Denn die Bedeutung des Individuums mußte in solchen Städten zwangsläufig verloren gehen. Stattdessen zählten ganz neue und technische Kriterien, die direkt mit der Nähe zur Zentralverwaltung zu tun hatten. Die Größe und Weite der Persönlichkeit, Kriterium für Adel, wurde nicht nur unbedeutend, sondern sogar hinderlich, weil weite Persönlichkeiten unvereinbar damit sind, sich in Spezial- und Partialnützlichkeiten zu neurotisieren. In solchen Städten etnstand also auch eine neue völlig Art von - unadeliger - Elite. Funktionsbedienung braucht keine Tugend, die ist sogar hinderlich. Denn jede Maschine, jeder Mechanismus verlangt das Gegenteil: Die Unterordnung unter ihre Ablaufzwänge.

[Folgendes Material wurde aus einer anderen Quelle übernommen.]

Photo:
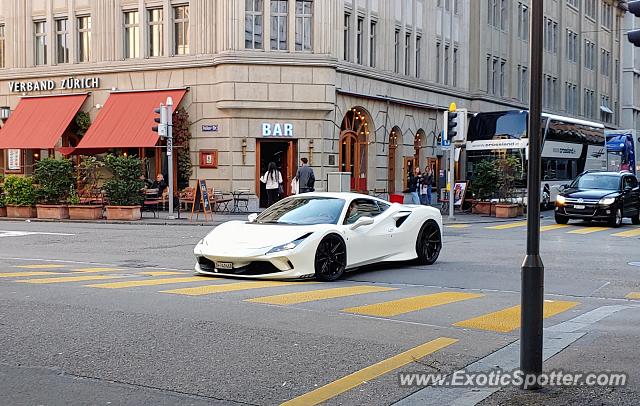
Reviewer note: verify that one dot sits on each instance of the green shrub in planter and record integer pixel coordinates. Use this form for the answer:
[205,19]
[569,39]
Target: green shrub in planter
[53,178]
[19,191]
[126,186]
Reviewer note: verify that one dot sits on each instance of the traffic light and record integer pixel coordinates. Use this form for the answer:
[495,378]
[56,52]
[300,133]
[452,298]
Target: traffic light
[634,35]
[161,119]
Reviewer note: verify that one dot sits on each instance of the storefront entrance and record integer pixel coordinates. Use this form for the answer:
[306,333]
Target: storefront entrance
[285,156]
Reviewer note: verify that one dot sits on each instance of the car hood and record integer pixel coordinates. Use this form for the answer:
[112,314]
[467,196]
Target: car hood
[245,235]
[589,193]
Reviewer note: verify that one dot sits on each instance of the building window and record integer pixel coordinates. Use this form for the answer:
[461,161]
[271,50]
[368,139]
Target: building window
[84,38]
[396,50]
[253,24]
[359,39]
[3,64]
[372,44]
[279,26]
[523,83]
[131,34]
[40,29]
[346,35]
[181,36]
[590,8]
[418,56]
[605,62]
[62,40]
[304,24]
[572,46]
[156,39]
[407,53]
[523,22]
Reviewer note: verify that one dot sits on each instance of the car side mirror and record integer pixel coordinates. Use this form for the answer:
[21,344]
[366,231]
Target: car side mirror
[362,221]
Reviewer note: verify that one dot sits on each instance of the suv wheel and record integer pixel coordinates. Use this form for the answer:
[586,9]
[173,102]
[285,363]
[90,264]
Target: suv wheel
[616,220]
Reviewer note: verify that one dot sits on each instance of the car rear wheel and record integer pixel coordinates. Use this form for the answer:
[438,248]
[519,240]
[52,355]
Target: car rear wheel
[429,243]
[331,258]
[616,219]
[560,219]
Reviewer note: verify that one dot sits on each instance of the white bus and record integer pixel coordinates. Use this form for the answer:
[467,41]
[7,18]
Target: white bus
[571,146]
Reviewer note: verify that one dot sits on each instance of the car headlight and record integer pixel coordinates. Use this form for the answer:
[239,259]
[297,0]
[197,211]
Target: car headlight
[288,246]
[607,201]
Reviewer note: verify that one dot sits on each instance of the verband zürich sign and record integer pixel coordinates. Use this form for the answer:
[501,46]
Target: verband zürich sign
[70,83]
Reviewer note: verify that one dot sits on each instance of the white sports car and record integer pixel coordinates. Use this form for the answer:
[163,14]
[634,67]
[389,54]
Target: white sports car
[320,235]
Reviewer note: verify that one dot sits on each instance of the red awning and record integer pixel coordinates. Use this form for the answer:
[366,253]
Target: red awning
[126,119]
[39,122]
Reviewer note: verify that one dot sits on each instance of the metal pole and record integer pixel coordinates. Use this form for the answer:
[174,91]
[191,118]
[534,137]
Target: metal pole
[170,153]
[532,295]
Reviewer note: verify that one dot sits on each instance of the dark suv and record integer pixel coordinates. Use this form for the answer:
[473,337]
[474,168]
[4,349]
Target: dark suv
[604,196]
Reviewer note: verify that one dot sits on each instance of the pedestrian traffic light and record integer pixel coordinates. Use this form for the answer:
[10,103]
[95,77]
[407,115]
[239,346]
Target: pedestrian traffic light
[161,119]
[634,35]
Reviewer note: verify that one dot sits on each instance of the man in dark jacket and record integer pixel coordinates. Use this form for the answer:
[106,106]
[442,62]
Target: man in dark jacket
[306,178]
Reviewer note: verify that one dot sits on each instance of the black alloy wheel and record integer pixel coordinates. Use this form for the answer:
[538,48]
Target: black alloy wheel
[616,219]
[331,258]
[429,243]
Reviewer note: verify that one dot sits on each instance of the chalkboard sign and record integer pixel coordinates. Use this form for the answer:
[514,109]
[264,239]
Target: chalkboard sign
[201,200]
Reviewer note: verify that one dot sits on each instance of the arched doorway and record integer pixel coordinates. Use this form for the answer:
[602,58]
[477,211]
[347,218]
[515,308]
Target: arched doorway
[354,141]
[391,166]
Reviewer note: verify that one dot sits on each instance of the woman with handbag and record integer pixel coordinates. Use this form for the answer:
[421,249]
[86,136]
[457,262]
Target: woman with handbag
[272,179]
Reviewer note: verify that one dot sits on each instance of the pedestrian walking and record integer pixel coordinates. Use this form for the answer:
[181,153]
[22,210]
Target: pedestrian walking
[426,183]
[305,177]
[272,179]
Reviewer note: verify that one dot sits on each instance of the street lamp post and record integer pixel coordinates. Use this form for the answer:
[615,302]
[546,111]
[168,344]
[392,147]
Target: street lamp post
[170,153]
[532,295]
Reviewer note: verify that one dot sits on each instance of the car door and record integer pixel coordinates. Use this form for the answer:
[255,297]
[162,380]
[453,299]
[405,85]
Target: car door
[365,244]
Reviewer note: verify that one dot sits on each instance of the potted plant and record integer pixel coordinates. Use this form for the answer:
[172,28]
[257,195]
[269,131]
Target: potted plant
[53,178]
[484,186]
[509,170]
[20,197]
[89,207]
[125,189]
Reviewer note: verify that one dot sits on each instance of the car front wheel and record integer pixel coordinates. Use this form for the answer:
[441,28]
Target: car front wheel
[429,243]
[331,258]
[616,219]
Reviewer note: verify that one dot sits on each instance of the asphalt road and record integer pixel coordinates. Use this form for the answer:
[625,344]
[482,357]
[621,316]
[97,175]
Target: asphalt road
[111,314]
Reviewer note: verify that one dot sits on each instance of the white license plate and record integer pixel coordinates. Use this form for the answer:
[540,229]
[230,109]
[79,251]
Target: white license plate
[224,265]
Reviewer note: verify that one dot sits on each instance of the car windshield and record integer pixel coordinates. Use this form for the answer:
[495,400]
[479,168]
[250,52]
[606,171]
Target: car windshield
[303,211]
[603,182]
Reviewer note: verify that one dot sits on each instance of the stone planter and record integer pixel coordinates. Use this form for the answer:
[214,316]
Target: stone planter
[507,210]
[126,213]
[52,211]
[85,212]
[22,212]
[482,208]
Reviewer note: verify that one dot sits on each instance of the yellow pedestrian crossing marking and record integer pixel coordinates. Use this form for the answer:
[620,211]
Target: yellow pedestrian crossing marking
[411,304]
[553,227]
[24,274]
[508,225]
[588,230]
[40,266]
[630,233]
[64,279]
[229,287]
[96,270]
[311,296]
[369,373]
[507,320]
[148,282]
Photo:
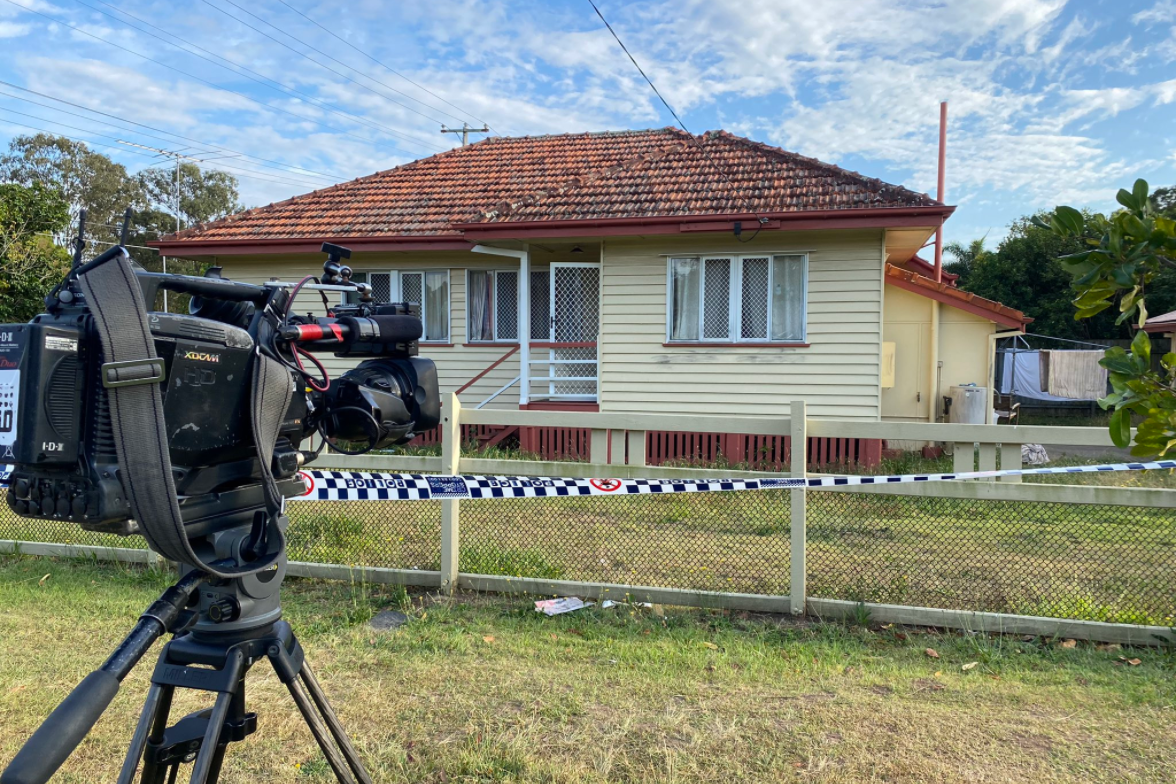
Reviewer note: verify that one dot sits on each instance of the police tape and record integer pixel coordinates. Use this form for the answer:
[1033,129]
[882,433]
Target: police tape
[363,486]
[367,486]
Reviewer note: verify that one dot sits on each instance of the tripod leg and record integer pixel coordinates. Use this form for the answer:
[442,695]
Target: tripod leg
[334,724]
[208,746]
[156,705]
[320,734]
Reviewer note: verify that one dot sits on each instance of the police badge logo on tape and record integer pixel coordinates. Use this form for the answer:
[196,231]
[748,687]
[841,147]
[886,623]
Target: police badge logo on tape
[447,487]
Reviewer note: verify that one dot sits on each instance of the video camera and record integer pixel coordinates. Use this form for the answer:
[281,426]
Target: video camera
[189,429]
[55,384]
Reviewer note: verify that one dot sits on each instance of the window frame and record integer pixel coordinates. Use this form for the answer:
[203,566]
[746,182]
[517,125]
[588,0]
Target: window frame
[495,339]
[395,290]
[735,299]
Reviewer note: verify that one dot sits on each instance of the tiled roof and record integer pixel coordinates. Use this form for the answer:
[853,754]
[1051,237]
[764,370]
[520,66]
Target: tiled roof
[920,266]
[947,294]
[615,174]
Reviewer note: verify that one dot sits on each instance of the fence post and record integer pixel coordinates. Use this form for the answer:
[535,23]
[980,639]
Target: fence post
[450,461]
[797,569]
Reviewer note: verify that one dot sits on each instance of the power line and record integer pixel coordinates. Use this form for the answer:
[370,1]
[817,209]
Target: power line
[694,140]
[94,133]
[204,81]
[140,125]
[124,149]
[111,125]
[382,65]
[306,57]
[220,60]
[632,59]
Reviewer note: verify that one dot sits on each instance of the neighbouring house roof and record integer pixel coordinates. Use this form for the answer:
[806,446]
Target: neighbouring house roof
[620,176]
[927,269]
[1161,323]
[948,294]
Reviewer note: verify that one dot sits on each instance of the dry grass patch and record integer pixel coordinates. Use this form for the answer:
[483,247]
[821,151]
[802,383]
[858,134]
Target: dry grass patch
[616,695]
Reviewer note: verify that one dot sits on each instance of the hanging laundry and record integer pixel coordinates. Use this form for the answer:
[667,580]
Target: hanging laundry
[1074,375]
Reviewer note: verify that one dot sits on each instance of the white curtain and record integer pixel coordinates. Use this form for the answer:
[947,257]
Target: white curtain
[481,313]
[686,281]
[788,299]
[436,306]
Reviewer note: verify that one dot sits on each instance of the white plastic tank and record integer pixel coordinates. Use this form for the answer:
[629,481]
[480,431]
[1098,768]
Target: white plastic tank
[969,404]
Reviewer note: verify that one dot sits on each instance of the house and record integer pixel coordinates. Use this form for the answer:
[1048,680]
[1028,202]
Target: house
[649,270]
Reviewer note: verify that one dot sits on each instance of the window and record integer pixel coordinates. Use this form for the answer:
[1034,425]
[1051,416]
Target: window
[429,288]
[493,309]
[737,299]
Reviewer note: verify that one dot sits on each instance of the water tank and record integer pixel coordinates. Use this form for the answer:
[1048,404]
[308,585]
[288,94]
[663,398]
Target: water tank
[969,404]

*Simone Weil, und natürlich nicht nur sie, hält deshalb die in Parteien vorgeblich berechenbarer werdende Massendemokratie Europas für einen schweren Irrtum. Sie in der Antike zu begründen ist und war eine glatte Lüge. In Wahrheit wählen die Menschen heute etwas, das sie gar nie kennen können. Aber vor allem deshalb müssen Parteien verboten werden, schreibt sie, weil sie die Art der Entscheidung von den Personen weg auf eine Scheinlogik verlagern. In Wahrheit ist kein Wähler in der Lage, sachliche Probleme der Politik zu beurteilen, um die es angeblich gehe, vor allem aber wird das Prinzip der persönlichen Verantwortlichkeit von Politikern völlig unterspült. Politik wird "abstrakt-sachlich, richtig", statt verantwortlich und gerecht. Das setzt ein mechanistisch-materialistisches, ja atheistisches und damit wirklichkeitsfernes Menschen- und Weltbild voraus. Die moderne Massendemokratie entwirklicht die Menschen!